Elements of military architecture and
defence installations are usually clearly recognisable only in those fortifications which, once the specific need that determined their construction ceased,
were abandoned, rather than in those which were transformed and adapted to new defensive requirements. The donjon, usually square, less commonly
circular, is found only in some cases, though its elements can frequently be recognised in the central nucleus of a castle. This nucleus often represented the
pole of attraction for later additions. Square or circular towers are numerous: they are either isolated or integrated in a system of linear defences (city
walls, castle enceinte).
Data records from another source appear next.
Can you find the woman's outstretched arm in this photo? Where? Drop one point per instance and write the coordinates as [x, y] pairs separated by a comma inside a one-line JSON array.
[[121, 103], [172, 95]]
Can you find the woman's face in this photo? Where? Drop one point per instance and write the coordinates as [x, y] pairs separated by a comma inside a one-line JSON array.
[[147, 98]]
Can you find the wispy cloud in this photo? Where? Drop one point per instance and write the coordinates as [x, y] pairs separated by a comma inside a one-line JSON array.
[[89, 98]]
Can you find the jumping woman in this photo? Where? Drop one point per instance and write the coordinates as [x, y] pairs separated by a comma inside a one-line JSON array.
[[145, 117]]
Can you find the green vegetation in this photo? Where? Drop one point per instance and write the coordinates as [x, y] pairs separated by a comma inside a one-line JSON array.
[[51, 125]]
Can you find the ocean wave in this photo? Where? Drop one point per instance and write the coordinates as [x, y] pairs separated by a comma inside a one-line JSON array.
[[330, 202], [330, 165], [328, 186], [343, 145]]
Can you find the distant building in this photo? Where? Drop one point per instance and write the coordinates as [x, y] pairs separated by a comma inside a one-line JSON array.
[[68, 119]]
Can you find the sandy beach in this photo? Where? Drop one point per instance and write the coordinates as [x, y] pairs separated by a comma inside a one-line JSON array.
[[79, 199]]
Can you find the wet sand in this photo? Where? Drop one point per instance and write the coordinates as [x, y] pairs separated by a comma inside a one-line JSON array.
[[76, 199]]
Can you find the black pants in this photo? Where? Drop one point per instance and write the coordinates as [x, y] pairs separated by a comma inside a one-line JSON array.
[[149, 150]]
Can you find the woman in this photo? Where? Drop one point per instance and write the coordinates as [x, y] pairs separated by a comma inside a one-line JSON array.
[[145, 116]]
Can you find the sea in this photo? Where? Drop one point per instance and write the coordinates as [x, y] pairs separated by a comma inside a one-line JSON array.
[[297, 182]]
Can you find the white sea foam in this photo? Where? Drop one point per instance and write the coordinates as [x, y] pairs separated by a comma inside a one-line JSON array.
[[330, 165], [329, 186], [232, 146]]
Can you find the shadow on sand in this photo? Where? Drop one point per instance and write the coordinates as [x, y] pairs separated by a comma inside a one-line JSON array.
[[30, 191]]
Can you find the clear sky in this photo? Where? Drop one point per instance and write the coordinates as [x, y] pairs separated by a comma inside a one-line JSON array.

The surviving enceintes often appear greatly transformed as a result of the occupation of once empty areas next to the walls. Moats
survive only in rare cases, when they are hard to eliminate because of the natural conformation of the terrain. Drawbridges and access ramps are even more rare
(they often date back to more recent times). Entranceways, occasionally unaltered but more frequently modified, are at the level of the first floor. Walls are
often reinforced by escarpments which sometimes represent later additions that can seldom be dated with certainty. Ramparts are associated, in most cases, with
the height of the walls and the asperities that an attacker would have had to encounter. Reinforcing jackets and added bodies are not rare, especially in
buildings that have been adapted to new functions. Occasionally even the outcrops of rock and quarry faces on which the castles perch have been jacketed.
Battlements are frequent but difficult to date, as are generally all the higher sections like projecting elements and chemins-de-ronde. The case history
of loopholes is ample and concerns both vertical and cross slits and the more frequent harquebus loopholes. Cannon ports are found only rarely and are designed
for small calibre pieces since no castle in Molise played an important role in the modern wars.